Spotify, il servizio di riproduzione digitale di musica, podcast e video, con accesso immediato a milioni di brani e altri contenuti di autori provenienti da tutto il mondo, è una delle piattaforme più scaricate in tutto il mondo. La troviamo alla posizione numero otto nella classifica dei download più cliccati, solo dopo le app di social network.
Al 30 giugno 2022, Spotify contava 220 milioni di abbonati Premium e 551 milioni di utenti attivi mensili, numeri già da record, ma ieri l’azienda ha condiviso il suo ultimo report sui guadagni.
Con gli ultimi numeri verificati il colosso svedese della musica ha annunciato un aumento rispettivamente del 27% (per gli abbonati Premium) e del 17% (abbonati base) rispetto allo stesso periodo dell’anno scorso, superiore alle previsioni pubblicate lo scorso trimestre.

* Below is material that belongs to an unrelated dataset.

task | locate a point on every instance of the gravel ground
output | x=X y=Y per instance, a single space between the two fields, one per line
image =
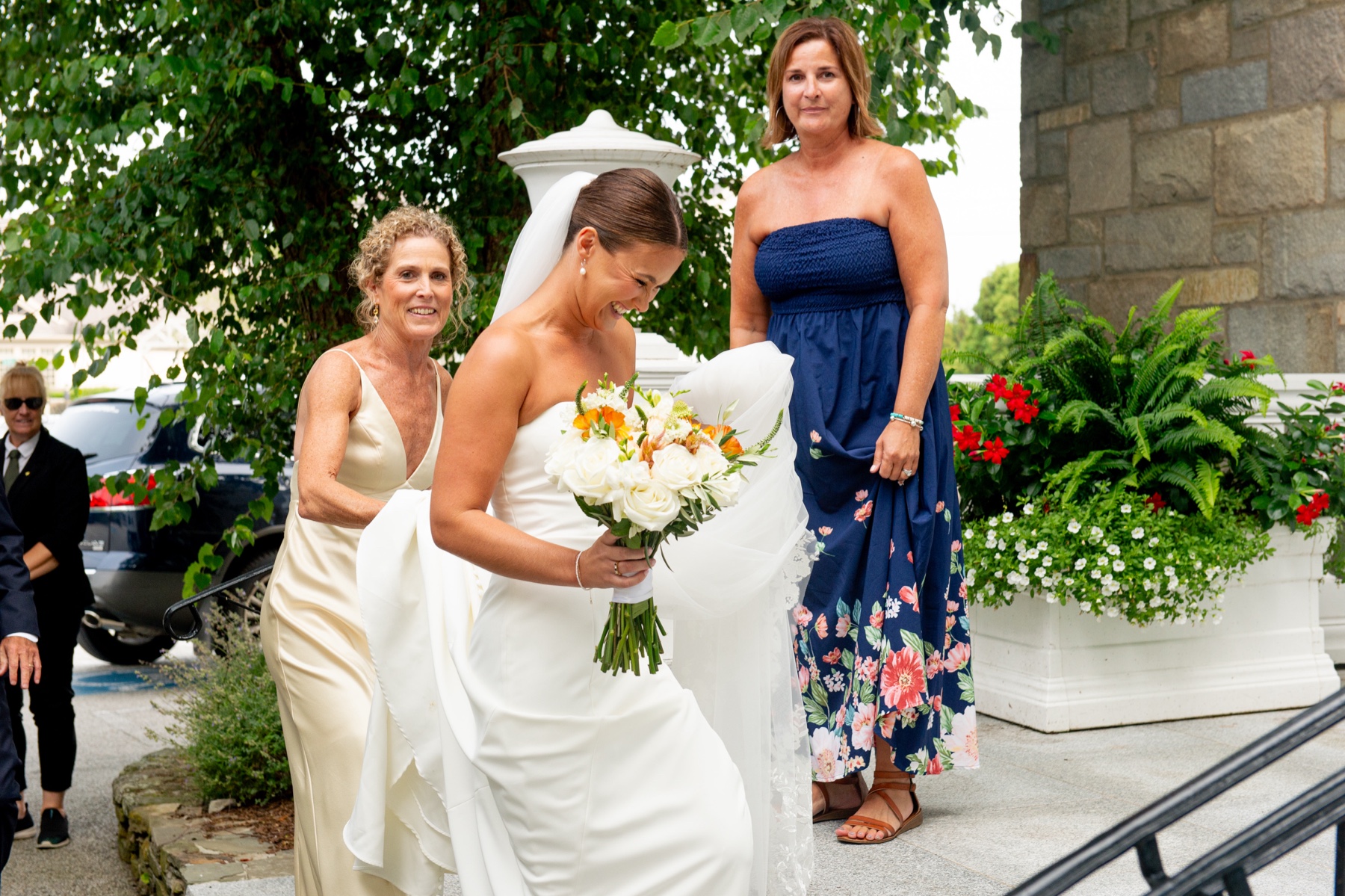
x=112 y=714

Tuttavia, a fronte di un aumento degli ascoltatori, Spotify ha anche confessato di aver ottenuto in media meno ricavi da ciascuno di essi. Nel comunicato del 25 luglio 2023, Spotify afferma che il suo ricavo medio per utente ammonta attualmente a 4,27 euro, con un calo del 6% rispetto all’anno precedente e una leggera diminuzione rispetto ai 4,32 euro dello scorso trimestre.
Il rapporto condiviso ieri circa l’andamento del secondo trimestre dell’azienda arriva a meno di 24 ore dall’annuncio di un aumento dei prezzi degli abbonamenti alla piattaforma, circa il quale gli iscritti hanno ricevuto una notifica in molti dei Paesi dove opera Spotify, Italia compresa. Ad esempio, se prima un abbonamento mensile italiano veniva a costare 9,99 euro, adesso aumenterà di un euro ogni mese.
La decisione dell’azienda verde e nera si allinea con gli aumenti di prezzo simili stipulati da altre applicazioni di streaming musicale come Apple Music, Amazon Music, Tidal e YouTube Music Premium, ed è chiaramente finalizzato a invertire il calo dei ricavi per utente.
Nel frattempo, questo primo semestre del 2023 ha già visto la società effettuare diversi tagli dopo che l’amministratore delegato Daniel Ek aveva dichiarato “velocità ed efficienza” come le massime priorità dell’azienda per quest’anno. Questi tagli si sono tradotti ad esempio nel licenziamento nel mese di gennaio del 6% della sua forza lavoro globale, pari a circa 600 dipendenti, mentre a giugno ha eliminato altri 200 ruoli dalla sua divisione podcasting.
Nell’ultimo trimestre, quindi il secondo di quest’anno, l’azienda ha registrato una perdita netta di 302 milioni di euro, di fronte ad una di 125 milioni di euro negli stessi tre mesi dell’anno scorso, quindi è più che raddoppiata in soli 12 mesi. Questo non è particolarmente sorprendente né negativo per una società il cui approccio è quello di dare priorità alla crescita a lungo termine rispetto ai profitti trimestrali, ma ovviamente è nelle intenzioni di Spotify limitare queste perdite in futuro.
Il comunicato di cui abbiamo appena elencato i dati registrati e condivisi da Spotify non contiene alcun riferimento all’opzione di streaming HiFi, annunciata due anni fa dall’azienda ma a lungo rimandata.
Spotify HiFi si tratterebbe di un servizio premium con il compito di garantire agli utenti la possibilità di ascoltare i vari brani a una qualità audio mai raggiunta precedentemente.
Recentemente, Bloomberg ha riferito che il servizio potrebbe essere incluso in un livello di abbonamento più costoso, denominato “Supremium“, che potrebbe essere rilasciato inizialmente nei mercati (non statunitensi) nel corso di quest’anno. Si prevede che il tipo di abbonamento che consentirebbe una qualità HiFi, insieme ad altre funzioni sempre più raffinate, potrebbe costare 19,99 dollari al mese per ogni utente.